I want to say "I want to participate in your struggle in my way". Can "in my way" simply be translated as "benim sekilimde"? 
"Sizin mücadelenizi benim sekil'de katilmak  istiyorum."


----------



## kenki

I would say:

"Benim bildigim sekilde" 

or

"kendi bildigimce"

or

"Benim bildigim tarzda"


----------



## adventrue

Thank you.
How about the same in the next context: "Aslinda, ögrenmek çok hosuma gidiyor, sadece kendimin sekilimde."


----------



## shafaq

adventrue said:


> Thank you.
> How about the same in the next context: "Aslinda, ögrenmek çok hosuma gidiyor, *sadece kendimin sekilimde*."



After introducing required correction (in red); "sadece kendimin şeklinde" means "merely in my shape" which doesn't make a sense after first phrase. To say "in my way" in Turkish; you have many choises like (above mentioned)"kendi bildiğimce", Benim bildiğim şekilde/tarzda", "kendi yöntem(ler)imle", even only "*kendimce*".
Even after changing the second part; your sentence still remains a bit odd.
Aslinda, ögrenmek çok hosuma gidiyor, sadece kendimce(or any other alternative of it).  
 I think you tended to say "Actually I like the learning so much, as long as it was only "in my way". If  so you may say 
"Aslında; *yalnızca bana uygun şekilde olduğu sürece; * öğrenmek çok hoşuma gidiyor".
As an alternative; you may arrange it as 
"Aslında öğrenmek çok hoşuma gidiyor; tabi ki *yalnızca benim yöntemlerimle* olduğu sürece ..." 
An other alternative is;
"*Sadece benim yöntemlerimle* olduktan sonra; öğrenmek çok hoşuma gider."


----------



## adventrue

I might have to give you more context: I mean to say something like 'I hate school, but actually, I like learnign a lot.
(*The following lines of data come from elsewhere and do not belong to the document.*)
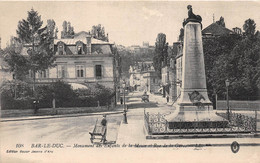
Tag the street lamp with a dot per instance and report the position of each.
(125, 118)
(228, 109)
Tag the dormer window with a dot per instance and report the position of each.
(61, 48)
(79, 50)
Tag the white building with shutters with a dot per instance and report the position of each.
(82, 59)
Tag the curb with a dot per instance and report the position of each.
(60, 116)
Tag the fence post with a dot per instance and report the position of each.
(255, 121)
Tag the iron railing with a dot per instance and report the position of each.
(156, 124)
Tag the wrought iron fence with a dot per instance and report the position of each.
(156, 124)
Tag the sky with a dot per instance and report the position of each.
(127, 23)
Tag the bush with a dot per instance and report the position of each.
(64, 95)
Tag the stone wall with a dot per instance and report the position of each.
(238, 105)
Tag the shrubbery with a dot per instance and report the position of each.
(64, 95)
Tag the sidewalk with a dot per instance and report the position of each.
(159, 99)
(118, 110)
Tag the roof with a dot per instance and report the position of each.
(81, 36)
(216, 29)
(73, 41)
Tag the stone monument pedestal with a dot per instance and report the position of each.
(193, 108)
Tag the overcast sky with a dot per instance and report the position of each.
(128, 23)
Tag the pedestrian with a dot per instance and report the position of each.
(36, 105)
(104, 127)
(121, 100)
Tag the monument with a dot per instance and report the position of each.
(193, 108)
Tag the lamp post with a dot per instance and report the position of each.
(228, 109)
(125, 118)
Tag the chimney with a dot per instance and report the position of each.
(88, 44)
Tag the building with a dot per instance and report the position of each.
(5, 73)
(143, 77)
(82, 60)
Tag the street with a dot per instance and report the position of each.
(72, 133)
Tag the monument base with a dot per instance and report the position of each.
(189, 117)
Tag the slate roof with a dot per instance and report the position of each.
(216, 30)
(81, 36)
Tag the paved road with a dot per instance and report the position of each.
(74, 130)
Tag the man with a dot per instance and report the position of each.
(104, 127)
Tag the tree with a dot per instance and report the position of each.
(221, 22)
(17, 63)
(160, 56)
(217, 55)
(28, 29)
(249, 28)
(98, 32)
(40, 40)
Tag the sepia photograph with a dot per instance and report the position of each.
(129, 81)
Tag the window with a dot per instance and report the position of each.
(79, 49)
(43, 74)
(80, 71)
(98, 71)
(61, 71)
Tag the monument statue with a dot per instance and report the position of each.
(191, 16)
(193, 107)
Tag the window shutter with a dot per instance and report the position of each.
(102, 71)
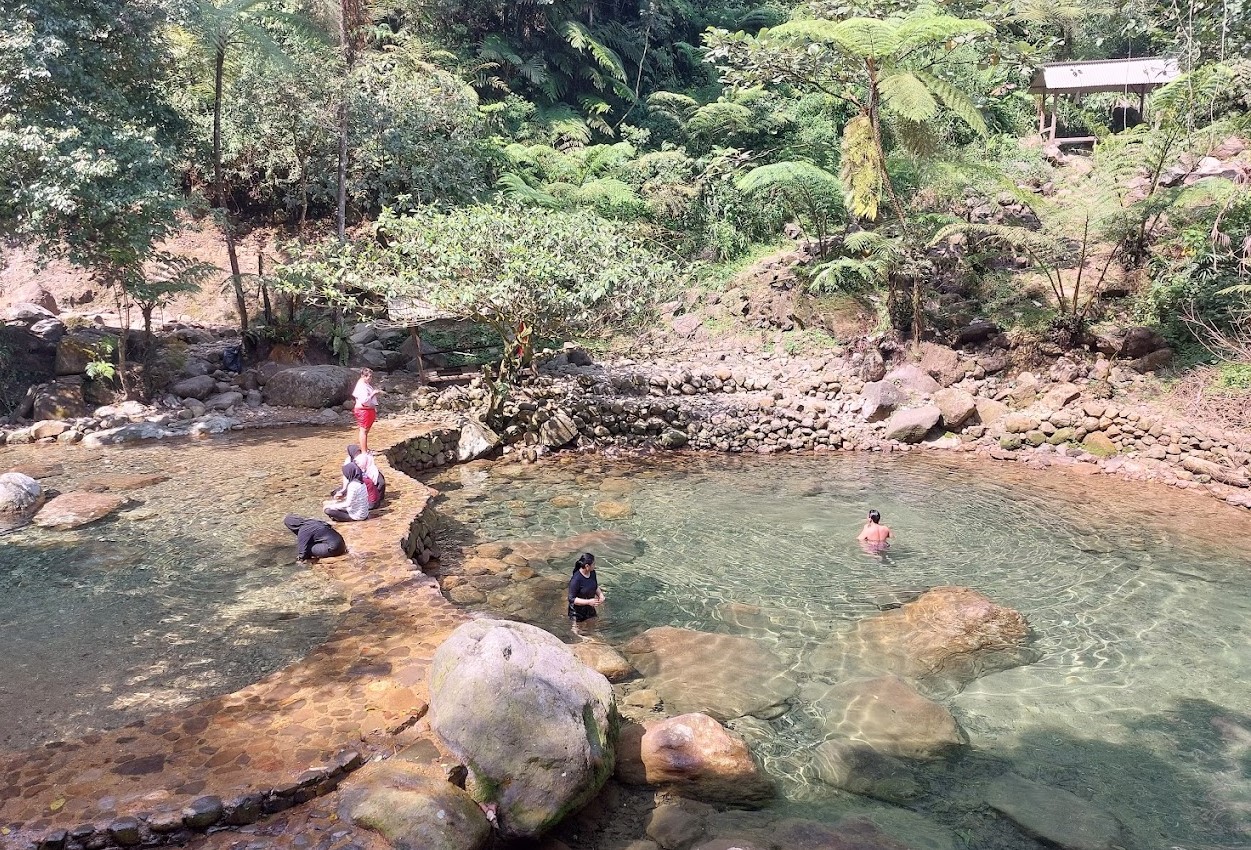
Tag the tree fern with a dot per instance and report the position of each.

Just in my way."


----------



## Rallino

If you mean by "just in my way" = 'on my own'

Then: kendi kendime.

Otherwise: Kendi yöntemimle.


----------



## erhan327

"I like learning a lot. Just in my way."
That's a simple expression but sounds poetic in english.
We have to think more about how we can say it in Turkish 

its ok to say "Öğrenmeyi çok seviyorum. ama kendi bildiğim şekilde"
but it sounds like something is missing. may be we can add the object.
"Yeni şeyler öğrenmeyi seviyorum, ama kendi bildiğim şekilde."


----------



## Brunoleon

there are some kind of expressions that you can't find a direct equivalant of it in Turkish.the opposite is also possible.
I can give you an example from German.the reply '' doch!'' is not easy to translate in Turkish giving the right meaning.
my way :  can be used in different meanings in Turkish such as :
Kendi bildiğim gibi yaptım.  (I did it in my way)
Kendi kendime öğrenmeyi seviyorum ( I like learning by myself)
Kendi metodumla öğrenmeyi tercih eder.(I prefer learning in my own way)
Kendimce sana yardım etmek istedim ( I tried to help you in my way)
Kendi kendime öğrendim. (I have learned by myself)


----------